Александр Иванович открыл глаза. Сердце колотилось, руки вцепились в простыню. Он огляделся вокруг. Тьма такая, что почти ничего не видно, только это не Зимний. Холодно. «Приснилось», – подумал, придя в себя, заключённый, не зная, радоваться этому или нет.

– Коновалов, обед, – всё ещё кричал и колотил в дверь солдат. – Крепко вы уснули, еле докричался.

– Почему темно так? – спросил Александр Иванович, встав с кровати. – Хоть лампу керосиновую дайте.

– Не положено лампу, Александр Иванович, – ответил начальник караула, протягивая тарелку и кружку чая. – Электричество позже дадут, вечером. Оно всю ночь до утра горит, если не отключат.

– Как же мне обедать? Не видно ничего.

– Помочь не могу. Здесь, говорят, ещё при прежнем режиме заключённая себя насмерть керосиновой лампой сожгла, теперь не выдаём. Я у коменданта узнаю, как быть, если с электричеством перебои будут, – ответил офицер и укатил тележку. «Никитин, вам обед!» – послышался из коридора крик вместе со стуком в дверь соседней камеры. На столе у Коновалова дымилась плошка с жидкой похлёбкой, стояла кружка кипятка, лежали два куска серого хлеба и два куска сахара – вот и вся трапеза. Насытиться не удалось, но хоть согрелся. В камере вообще стало чуть теплее, видимо, топили печь, один из боков которой был частью стены и грел одиночку.

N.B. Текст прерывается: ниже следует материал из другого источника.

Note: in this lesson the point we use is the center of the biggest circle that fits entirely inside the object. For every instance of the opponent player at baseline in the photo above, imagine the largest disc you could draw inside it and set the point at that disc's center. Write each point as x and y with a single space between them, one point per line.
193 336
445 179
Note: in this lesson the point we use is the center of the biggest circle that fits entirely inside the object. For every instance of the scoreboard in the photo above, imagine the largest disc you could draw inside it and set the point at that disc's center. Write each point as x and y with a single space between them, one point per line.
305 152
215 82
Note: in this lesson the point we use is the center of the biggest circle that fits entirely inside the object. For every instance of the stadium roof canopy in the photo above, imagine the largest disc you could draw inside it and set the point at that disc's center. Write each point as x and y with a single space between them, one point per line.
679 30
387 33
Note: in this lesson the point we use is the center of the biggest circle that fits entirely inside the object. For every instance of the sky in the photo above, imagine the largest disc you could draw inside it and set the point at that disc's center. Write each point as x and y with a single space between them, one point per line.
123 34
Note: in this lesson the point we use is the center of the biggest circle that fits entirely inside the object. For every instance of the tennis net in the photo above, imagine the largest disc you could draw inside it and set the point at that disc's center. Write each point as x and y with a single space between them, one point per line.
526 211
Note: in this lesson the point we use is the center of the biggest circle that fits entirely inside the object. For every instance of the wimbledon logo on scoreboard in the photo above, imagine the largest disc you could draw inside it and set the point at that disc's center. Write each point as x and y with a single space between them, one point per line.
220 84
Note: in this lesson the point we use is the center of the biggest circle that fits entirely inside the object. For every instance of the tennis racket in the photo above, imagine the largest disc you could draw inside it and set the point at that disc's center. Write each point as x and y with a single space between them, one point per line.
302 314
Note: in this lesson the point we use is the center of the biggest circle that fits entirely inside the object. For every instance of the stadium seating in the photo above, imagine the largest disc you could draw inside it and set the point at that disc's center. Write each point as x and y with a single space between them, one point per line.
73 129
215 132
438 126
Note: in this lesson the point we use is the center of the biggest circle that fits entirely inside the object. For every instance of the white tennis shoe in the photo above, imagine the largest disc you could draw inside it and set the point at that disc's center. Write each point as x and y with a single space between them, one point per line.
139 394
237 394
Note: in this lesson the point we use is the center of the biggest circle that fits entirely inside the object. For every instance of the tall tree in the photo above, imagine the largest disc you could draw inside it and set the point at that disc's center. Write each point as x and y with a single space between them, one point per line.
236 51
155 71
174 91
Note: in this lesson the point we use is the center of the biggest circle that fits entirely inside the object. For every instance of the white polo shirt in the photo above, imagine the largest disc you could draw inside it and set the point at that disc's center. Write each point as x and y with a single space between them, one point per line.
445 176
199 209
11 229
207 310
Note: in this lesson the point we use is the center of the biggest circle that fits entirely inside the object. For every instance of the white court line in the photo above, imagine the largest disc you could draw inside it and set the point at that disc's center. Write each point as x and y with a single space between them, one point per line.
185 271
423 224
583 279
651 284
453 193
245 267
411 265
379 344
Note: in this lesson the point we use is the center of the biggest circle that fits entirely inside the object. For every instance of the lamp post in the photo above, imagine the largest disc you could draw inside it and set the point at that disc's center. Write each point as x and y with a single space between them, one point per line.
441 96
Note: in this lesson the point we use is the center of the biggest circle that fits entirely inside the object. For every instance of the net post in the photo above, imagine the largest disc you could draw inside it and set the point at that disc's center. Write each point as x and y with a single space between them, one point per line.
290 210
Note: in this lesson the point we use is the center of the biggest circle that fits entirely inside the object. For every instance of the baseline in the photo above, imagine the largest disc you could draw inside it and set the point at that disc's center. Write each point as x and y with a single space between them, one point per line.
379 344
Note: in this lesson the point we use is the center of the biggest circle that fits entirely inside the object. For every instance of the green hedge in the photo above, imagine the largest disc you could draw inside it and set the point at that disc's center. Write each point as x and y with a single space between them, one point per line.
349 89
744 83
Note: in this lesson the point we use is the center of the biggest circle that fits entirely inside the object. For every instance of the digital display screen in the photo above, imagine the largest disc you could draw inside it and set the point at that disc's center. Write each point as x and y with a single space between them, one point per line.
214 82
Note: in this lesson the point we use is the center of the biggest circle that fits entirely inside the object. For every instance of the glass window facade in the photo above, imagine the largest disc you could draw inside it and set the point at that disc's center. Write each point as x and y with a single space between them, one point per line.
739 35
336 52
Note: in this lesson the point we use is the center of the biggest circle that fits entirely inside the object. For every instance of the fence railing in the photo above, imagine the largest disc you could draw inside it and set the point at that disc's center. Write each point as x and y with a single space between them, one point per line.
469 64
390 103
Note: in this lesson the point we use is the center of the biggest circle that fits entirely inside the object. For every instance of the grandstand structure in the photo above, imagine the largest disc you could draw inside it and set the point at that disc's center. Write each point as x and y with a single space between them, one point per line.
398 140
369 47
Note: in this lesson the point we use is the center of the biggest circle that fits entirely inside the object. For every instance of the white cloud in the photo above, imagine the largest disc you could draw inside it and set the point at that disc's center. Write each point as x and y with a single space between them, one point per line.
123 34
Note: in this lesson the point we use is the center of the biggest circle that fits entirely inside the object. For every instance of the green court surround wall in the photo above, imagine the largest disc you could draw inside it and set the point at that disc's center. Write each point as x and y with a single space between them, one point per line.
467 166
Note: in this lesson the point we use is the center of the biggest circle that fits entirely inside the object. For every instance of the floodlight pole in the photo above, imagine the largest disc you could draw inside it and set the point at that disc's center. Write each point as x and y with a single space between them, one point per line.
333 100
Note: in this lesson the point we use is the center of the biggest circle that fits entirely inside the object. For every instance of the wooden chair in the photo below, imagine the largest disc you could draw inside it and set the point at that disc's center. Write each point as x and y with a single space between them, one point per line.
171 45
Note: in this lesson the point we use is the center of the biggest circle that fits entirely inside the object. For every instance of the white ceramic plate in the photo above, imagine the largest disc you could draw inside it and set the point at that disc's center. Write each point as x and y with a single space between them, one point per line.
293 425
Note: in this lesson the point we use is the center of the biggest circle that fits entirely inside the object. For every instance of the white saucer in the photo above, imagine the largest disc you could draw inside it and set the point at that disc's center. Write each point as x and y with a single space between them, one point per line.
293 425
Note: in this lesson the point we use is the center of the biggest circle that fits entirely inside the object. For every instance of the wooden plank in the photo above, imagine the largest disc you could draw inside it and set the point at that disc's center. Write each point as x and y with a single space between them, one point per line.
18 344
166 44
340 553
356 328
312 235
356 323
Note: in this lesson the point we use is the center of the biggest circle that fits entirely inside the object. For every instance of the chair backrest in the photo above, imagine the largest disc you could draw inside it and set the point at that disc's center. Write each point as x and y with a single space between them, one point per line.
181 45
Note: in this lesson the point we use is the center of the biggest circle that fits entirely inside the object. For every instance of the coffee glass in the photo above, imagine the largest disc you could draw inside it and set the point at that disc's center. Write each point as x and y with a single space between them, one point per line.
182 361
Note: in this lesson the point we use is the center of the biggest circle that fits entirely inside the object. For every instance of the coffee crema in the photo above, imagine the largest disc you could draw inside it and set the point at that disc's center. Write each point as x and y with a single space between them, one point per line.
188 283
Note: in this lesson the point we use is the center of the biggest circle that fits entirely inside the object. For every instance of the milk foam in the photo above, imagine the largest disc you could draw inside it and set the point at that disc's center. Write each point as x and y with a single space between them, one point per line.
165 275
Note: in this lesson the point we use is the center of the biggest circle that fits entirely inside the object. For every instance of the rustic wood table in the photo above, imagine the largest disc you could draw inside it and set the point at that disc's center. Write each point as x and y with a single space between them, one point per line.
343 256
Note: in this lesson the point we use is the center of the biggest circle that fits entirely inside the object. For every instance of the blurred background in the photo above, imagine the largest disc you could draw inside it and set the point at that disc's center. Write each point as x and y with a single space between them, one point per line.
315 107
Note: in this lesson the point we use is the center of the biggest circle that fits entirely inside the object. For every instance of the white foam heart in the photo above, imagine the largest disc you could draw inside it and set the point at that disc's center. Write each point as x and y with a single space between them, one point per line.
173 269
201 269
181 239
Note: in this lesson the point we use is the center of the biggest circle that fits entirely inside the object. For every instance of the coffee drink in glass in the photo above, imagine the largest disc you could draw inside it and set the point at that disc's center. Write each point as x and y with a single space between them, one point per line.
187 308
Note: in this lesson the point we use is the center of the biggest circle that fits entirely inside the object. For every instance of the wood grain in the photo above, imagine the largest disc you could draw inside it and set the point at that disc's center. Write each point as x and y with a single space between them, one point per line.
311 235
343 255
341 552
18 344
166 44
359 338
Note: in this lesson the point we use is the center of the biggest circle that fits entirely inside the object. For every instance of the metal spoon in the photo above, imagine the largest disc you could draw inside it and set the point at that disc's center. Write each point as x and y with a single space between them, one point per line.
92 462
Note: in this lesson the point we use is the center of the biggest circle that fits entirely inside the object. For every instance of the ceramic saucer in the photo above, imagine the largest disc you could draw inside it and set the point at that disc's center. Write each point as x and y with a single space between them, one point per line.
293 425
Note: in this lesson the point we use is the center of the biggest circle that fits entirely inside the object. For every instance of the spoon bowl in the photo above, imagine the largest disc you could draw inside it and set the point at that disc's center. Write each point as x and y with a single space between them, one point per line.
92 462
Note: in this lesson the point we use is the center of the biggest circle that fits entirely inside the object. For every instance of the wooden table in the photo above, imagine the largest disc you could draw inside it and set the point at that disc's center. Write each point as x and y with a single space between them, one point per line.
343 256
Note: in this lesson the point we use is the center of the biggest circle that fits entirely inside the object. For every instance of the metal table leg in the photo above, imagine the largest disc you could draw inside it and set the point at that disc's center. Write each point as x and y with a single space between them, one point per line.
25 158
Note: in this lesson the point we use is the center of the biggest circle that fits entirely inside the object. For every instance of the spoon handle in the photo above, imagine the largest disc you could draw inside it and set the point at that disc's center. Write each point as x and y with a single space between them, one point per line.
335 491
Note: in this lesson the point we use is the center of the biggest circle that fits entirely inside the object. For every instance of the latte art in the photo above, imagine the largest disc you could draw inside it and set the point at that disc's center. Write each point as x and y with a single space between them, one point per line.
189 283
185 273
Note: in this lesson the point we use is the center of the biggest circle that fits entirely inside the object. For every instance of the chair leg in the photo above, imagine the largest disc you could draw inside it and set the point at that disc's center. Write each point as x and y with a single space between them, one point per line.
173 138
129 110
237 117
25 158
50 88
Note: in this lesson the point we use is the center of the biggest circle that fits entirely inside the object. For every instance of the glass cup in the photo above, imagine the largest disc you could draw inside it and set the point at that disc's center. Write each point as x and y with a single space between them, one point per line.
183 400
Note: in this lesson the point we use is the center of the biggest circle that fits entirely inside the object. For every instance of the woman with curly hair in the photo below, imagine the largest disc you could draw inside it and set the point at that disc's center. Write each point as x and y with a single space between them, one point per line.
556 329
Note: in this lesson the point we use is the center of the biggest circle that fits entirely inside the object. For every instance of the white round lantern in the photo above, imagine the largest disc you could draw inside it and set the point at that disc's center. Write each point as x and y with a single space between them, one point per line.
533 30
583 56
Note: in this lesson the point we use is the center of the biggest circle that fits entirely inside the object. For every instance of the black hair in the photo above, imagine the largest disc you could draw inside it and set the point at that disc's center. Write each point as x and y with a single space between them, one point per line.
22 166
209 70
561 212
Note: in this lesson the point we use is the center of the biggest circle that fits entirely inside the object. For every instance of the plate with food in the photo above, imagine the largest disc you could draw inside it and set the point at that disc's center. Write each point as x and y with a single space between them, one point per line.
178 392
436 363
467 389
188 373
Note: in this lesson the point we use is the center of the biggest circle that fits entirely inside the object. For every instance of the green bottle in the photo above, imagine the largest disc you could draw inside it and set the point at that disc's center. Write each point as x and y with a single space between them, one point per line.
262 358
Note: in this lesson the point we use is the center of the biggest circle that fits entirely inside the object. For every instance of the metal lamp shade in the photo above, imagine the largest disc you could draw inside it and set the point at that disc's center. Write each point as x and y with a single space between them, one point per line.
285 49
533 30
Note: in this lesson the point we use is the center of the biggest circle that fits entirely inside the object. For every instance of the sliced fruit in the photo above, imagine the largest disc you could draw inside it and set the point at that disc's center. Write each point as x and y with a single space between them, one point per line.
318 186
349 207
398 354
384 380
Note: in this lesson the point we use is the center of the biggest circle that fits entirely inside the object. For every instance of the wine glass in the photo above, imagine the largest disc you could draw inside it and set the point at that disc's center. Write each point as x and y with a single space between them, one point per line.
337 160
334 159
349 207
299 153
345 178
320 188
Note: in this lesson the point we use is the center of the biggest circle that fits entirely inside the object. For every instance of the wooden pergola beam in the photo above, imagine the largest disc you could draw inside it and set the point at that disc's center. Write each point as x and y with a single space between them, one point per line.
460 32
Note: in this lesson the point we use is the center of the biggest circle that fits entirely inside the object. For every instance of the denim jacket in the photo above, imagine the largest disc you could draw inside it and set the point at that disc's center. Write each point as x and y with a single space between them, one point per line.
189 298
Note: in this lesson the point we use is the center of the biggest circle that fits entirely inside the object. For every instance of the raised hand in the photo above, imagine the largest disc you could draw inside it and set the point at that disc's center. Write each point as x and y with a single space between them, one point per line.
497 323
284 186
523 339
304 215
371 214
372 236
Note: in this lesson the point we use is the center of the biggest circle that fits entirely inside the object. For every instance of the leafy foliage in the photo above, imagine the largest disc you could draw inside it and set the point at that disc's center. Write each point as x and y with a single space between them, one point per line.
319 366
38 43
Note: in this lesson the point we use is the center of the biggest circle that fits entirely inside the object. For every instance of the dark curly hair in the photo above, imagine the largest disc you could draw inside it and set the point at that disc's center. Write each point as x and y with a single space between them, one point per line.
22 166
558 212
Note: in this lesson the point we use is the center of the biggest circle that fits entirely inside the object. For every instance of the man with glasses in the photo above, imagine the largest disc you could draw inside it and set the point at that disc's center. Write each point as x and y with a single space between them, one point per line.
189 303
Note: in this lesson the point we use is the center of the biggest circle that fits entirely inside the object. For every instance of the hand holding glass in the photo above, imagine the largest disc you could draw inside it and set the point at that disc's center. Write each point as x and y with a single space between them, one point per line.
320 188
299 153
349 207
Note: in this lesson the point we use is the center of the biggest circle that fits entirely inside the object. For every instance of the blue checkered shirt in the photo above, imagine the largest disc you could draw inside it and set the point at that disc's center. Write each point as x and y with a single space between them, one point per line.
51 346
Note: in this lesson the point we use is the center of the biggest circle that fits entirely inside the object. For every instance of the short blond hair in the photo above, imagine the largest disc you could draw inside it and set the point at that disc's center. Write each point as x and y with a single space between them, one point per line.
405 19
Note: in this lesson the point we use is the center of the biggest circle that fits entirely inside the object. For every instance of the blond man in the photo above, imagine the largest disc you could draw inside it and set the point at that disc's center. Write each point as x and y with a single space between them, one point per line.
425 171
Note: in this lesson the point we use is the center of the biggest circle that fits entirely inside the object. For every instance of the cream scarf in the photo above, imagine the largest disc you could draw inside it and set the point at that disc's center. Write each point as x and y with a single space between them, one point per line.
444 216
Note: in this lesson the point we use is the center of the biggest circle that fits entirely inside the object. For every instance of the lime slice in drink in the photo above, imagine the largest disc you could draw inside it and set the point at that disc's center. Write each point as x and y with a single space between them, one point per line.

Коновалов встал и прошёлся взад-вперёд. Попробовал постучать в стену в надежде, что из соседней камеры отзовутся, но в ней, как и на полу в коридоре был спрятан какой-то звукопоглощающий материал – стук был глухой, неслышный. С улицы доносились редкие отдалённые звуки выстрелов. На бой непохоже, значит Керенский подкрепления так и не привёл. Да и ездил ли он за ними вообще? Может просто сбежал туда, где спокойней? А куда? Очевидно одно – завертелась очередная русская смута, кровавая и беспощадная. Кто в ней выживет одному Богу известно. У заключённых здесь уж точно шансы мизерные.





Министр достал из кармана жилета золотой брегет. Три часа дня. Долго же он проспал! Александр Иванович чувствовал себя полным сил, но применить их в тесноте камеры было негде. Сумрачный свет не пробивался в окошко, затенённое другими зданиями. Тяжёлые мысли неотступно лезли, как он ни пытался их отгонять. Бесцельная ходьба помогала мало, да и стены давили. «Конец, вот и конец…», – беспрестанно стучало в голове. Коновалов вскакивал с кровати, резко шагал к стене и опять садился на скрипучий матрас. «Что делать? Что же делать?».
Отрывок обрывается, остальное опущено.